Vroomfondleswaistcoat · 09/07/2025 17:54

ExercicenformedeZ · 09/07/2025 17:39

OP, do you expect that your children will care for you when you become old/infirm or do you have plans in place for that?

But this shouldn't be dependent on whether or not you cared for your children's children. You brought up your OWN children, how many generations are women (and yes, it's pretty much always women, men seem to get 'care' when they barely lifted a finger for any child, let alone grandchildren) expected to look after before they 'deserve' to be cared for?

Also, not every old person will need, or want, to be cared for by family.

SparklyGlitterballs · 09/07/2025 17:54

Ninja2 · 09/07/2025 13:22

Maybe your parents felt the same way about you having children.

🤣🤣🤣
Quite the opposite. My mum was desperate to be a grandma.

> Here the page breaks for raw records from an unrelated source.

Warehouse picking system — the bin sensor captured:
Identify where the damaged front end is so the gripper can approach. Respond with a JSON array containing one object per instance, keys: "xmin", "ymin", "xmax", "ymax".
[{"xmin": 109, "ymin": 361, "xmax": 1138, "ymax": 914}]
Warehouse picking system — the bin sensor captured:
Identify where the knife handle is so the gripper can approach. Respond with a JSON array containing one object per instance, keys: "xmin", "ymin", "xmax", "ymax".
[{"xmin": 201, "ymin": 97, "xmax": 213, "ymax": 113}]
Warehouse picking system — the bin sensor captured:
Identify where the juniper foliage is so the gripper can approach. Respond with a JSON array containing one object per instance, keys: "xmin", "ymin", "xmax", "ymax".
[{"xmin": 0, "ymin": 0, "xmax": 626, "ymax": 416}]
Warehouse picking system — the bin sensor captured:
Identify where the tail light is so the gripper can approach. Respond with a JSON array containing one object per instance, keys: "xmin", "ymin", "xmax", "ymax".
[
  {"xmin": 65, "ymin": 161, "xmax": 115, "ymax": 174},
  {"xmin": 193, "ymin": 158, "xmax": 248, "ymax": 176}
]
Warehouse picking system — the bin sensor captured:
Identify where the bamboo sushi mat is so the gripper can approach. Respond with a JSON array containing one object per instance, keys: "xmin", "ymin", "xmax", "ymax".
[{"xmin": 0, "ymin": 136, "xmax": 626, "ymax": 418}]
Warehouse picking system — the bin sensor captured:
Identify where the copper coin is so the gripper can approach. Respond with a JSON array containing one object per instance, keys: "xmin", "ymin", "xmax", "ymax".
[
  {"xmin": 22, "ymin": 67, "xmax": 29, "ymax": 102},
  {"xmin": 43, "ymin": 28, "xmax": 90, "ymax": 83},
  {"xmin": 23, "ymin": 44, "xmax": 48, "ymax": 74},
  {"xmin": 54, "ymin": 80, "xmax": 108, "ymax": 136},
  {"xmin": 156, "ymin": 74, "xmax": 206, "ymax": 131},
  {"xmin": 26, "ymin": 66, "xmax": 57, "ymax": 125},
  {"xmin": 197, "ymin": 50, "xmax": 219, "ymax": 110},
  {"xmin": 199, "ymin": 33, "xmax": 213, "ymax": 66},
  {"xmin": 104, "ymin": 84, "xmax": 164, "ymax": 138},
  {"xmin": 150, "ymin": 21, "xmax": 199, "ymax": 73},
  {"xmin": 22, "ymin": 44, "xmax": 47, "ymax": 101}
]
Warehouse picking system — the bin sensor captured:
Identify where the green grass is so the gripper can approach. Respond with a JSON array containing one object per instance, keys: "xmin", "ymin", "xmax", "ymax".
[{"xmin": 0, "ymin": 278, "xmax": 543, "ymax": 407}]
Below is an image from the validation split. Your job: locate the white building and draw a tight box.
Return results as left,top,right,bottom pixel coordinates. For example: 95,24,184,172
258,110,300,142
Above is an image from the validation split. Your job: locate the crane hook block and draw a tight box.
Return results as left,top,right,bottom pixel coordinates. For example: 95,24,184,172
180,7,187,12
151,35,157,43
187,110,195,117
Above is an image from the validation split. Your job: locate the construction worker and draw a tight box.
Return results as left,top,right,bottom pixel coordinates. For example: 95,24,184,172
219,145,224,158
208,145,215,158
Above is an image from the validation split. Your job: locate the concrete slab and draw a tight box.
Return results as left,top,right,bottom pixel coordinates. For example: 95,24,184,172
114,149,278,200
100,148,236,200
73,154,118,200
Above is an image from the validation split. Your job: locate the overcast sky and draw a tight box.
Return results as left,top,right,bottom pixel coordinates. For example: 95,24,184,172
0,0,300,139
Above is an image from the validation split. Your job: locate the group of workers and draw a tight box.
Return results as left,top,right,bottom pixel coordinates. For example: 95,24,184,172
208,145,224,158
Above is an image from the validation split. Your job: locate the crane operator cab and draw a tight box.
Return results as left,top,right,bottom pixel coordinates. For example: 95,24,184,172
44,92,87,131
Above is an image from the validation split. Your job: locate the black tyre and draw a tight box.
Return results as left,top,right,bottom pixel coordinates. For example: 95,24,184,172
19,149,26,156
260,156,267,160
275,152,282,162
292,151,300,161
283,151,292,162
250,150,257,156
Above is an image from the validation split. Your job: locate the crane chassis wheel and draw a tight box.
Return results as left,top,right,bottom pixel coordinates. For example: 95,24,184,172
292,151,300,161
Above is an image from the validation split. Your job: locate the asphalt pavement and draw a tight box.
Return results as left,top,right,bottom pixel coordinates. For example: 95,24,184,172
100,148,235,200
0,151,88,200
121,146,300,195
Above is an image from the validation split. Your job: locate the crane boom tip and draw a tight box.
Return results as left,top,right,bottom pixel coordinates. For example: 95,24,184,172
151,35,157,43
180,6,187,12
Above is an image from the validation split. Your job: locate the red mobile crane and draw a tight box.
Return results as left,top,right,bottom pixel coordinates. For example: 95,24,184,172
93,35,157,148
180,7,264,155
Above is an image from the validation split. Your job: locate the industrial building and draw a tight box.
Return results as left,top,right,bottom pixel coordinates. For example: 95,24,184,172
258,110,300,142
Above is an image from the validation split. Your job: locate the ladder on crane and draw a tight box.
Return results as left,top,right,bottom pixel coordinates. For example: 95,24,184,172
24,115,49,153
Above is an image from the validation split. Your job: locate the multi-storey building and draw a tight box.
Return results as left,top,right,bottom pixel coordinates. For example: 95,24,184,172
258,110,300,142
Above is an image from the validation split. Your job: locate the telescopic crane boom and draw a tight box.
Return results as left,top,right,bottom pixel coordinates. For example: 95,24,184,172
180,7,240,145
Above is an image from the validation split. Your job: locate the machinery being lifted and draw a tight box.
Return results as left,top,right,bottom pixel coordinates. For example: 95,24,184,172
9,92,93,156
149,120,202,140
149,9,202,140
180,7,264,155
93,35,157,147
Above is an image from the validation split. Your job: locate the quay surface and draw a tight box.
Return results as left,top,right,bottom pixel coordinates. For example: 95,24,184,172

Manthide · 09/07/2025 17:54

@itsagreayarea I don't think grandparents are becoming more selfish but my dm retired when she was 60 - I'm 60 in a couple of months but have to work until I'm 67. I also help dm with her cleaning and gardening. I try and help my dds with my gc if I can but its difficult. I also still have a dd at school.

LillyPJ · 09/07/2025 17:58

UsernameMcUsername · 09/07/2025 17:52

Yep. If you want to focus on yourself & living your life, you absolutely can't complain when your children and any future grandchildren do likewise.

I'm sure she doesn't expect them to and won't complain. Why would she?